Flood watches have been issued for much of the Pacific Northwest owing to the potential for flash flooding on Monday, May 15, afternoon, according to Jon Bonk, a meteorologist with the National Weather Service in Portland.
Bonk said that “very hot temperatures are contributing to an unstable atmosphere” and that “there is an unusually high amount of available moisture with the potential to produce hefty rain in an amount exceeding one inch in less than one hour.”
According to Bonk, thunderstorms are developing over the Cascades right now. The rain will be caused by the storms, which may persist even after the lighting and thunder have stopped. The watch is in effect from 3 to 10 p.m. on Monday for parts of southwest Washington and areas east of the Coast Range crest to the Cascades.
The National Weather Service in Portland to tweet a “Flood Watch” for much of the Pacific Northwest from 3 to 10 p.m.

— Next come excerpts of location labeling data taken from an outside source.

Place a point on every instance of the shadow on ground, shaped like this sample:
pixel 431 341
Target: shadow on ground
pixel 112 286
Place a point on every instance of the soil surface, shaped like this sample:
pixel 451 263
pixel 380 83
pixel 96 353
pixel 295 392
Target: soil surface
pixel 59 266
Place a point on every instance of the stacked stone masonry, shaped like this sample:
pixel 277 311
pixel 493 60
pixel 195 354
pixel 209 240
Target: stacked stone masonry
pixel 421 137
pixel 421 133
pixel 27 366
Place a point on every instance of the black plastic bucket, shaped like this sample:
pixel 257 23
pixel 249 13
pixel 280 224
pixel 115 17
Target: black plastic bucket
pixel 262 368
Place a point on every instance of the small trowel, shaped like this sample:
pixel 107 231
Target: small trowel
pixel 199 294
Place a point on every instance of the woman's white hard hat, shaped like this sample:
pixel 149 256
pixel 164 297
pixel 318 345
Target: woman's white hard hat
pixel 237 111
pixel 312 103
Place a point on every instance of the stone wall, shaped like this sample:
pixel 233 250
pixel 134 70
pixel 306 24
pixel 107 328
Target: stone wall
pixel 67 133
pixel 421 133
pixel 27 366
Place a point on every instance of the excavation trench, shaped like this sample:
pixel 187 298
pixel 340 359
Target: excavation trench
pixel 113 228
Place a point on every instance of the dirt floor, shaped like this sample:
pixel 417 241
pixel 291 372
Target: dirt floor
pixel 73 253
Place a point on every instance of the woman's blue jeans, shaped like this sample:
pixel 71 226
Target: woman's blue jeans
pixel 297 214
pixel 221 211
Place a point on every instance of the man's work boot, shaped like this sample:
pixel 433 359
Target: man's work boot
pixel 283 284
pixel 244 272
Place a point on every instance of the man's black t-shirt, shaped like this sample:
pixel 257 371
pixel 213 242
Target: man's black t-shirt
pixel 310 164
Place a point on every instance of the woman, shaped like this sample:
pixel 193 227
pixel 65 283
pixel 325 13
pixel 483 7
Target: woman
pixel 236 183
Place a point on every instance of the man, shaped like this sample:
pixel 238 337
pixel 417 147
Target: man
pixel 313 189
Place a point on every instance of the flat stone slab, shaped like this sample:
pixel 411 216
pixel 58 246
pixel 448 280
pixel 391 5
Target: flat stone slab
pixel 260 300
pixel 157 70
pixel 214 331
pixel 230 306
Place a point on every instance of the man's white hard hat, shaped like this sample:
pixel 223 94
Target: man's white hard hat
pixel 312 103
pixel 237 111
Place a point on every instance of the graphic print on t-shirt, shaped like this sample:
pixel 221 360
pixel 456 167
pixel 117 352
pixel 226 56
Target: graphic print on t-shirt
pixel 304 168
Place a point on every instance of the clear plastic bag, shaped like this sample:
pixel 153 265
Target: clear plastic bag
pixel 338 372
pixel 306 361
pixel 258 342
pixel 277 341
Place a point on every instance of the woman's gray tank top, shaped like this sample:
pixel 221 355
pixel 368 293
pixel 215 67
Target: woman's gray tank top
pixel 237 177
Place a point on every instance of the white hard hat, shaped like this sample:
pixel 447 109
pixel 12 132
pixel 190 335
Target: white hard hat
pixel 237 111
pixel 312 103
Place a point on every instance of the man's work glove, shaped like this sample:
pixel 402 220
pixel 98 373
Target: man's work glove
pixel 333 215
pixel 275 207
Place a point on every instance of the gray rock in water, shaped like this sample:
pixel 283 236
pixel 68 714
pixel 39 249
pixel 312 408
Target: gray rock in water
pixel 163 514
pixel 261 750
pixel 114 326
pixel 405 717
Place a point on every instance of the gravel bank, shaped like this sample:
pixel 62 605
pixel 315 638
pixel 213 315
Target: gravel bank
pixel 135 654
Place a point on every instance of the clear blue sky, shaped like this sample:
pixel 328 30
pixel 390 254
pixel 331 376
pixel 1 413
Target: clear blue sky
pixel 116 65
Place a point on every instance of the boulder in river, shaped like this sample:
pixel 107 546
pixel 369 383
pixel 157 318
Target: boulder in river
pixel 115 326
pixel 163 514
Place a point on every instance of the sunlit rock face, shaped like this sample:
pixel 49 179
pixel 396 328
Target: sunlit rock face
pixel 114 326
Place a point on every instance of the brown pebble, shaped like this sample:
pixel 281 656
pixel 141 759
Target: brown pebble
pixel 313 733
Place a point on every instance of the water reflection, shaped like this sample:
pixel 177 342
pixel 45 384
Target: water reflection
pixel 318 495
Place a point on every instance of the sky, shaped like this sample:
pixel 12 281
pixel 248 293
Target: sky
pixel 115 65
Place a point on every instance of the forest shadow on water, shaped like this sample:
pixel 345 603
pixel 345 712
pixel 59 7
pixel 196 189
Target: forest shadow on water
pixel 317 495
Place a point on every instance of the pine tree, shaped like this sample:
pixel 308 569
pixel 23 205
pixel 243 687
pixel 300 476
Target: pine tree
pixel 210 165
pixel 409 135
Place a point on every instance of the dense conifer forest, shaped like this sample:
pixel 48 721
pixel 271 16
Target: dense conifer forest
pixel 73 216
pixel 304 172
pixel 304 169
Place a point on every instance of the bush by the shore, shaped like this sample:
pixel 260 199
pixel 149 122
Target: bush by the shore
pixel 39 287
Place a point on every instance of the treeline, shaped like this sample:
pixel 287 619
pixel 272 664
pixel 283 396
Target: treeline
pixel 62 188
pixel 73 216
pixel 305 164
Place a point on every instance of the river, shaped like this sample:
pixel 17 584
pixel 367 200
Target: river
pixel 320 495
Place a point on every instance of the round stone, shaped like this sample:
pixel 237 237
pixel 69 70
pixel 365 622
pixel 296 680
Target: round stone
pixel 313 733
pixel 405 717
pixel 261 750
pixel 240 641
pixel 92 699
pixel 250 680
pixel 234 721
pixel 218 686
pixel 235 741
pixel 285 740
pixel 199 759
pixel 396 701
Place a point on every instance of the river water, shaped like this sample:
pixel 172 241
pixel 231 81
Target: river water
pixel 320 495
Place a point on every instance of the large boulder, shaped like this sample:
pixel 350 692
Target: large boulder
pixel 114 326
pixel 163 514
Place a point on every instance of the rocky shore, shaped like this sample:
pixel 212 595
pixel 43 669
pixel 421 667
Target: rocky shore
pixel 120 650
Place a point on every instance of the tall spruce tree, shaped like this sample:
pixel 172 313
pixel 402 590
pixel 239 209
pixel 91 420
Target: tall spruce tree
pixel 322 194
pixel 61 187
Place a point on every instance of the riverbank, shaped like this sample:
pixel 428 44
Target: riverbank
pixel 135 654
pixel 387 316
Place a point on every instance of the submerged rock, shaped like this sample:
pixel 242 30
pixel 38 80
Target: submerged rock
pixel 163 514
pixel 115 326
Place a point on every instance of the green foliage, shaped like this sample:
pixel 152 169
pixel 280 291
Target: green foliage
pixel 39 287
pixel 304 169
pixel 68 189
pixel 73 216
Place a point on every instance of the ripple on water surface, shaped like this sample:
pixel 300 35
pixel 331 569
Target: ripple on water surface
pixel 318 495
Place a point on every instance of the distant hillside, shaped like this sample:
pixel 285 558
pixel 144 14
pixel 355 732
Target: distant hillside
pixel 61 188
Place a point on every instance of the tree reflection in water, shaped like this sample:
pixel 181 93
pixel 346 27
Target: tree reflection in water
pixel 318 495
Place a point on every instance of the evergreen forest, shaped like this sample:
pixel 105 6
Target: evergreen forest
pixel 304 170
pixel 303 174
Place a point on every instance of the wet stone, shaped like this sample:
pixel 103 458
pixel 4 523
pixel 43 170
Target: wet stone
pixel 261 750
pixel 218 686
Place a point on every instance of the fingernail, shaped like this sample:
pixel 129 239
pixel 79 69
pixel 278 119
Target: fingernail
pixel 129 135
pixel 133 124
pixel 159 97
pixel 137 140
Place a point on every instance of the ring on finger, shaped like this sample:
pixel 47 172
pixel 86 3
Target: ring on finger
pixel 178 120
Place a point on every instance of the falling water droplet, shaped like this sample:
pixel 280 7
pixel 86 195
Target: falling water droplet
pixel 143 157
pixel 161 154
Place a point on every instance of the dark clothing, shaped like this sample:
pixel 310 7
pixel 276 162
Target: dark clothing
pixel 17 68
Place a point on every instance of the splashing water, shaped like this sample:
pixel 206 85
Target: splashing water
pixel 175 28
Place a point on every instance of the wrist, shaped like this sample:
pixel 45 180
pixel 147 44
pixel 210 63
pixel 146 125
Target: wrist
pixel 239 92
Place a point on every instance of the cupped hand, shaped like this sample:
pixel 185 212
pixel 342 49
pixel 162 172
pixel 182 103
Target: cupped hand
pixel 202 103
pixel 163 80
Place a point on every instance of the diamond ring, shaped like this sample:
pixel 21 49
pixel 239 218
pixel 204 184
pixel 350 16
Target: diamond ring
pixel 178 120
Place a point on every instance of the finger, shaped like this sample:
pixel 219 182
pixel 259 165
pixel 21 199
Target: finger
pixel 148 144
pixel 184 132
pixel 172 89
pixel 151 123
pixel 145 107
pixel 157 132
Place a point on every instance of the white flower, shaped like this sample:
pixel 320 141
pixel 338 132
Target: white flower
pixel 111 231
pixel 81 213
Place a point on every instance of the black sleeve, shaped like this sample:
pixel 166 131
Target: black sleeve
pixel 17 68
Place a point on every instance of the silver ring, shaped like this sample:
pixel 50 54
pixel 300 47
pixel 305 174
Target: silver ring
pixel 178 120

PDT.-
⛈️A Flood Watch has been issued across portions of the Pacific Northwest between 3-10pm PDT today (Mon) due to concerns of flash flooding from heavy thunderstorm rain. #WAwx #ORwx
Also see Flood Watches issued outside our forecast area by @NWSSeattle @NWSMedford & @NWSPendleton https://t.co/mijClQhUQa
— NWS Portland (@NWSPortland) May 15, 2023
In a press release issued Monday, May 15, afternoon, the Oregon Department of Geology and Mineral Industries warned that “heavy rain may result in landslides in areas of steep terrain, as well as debris, flows in and near burned areas from recent wildfires.”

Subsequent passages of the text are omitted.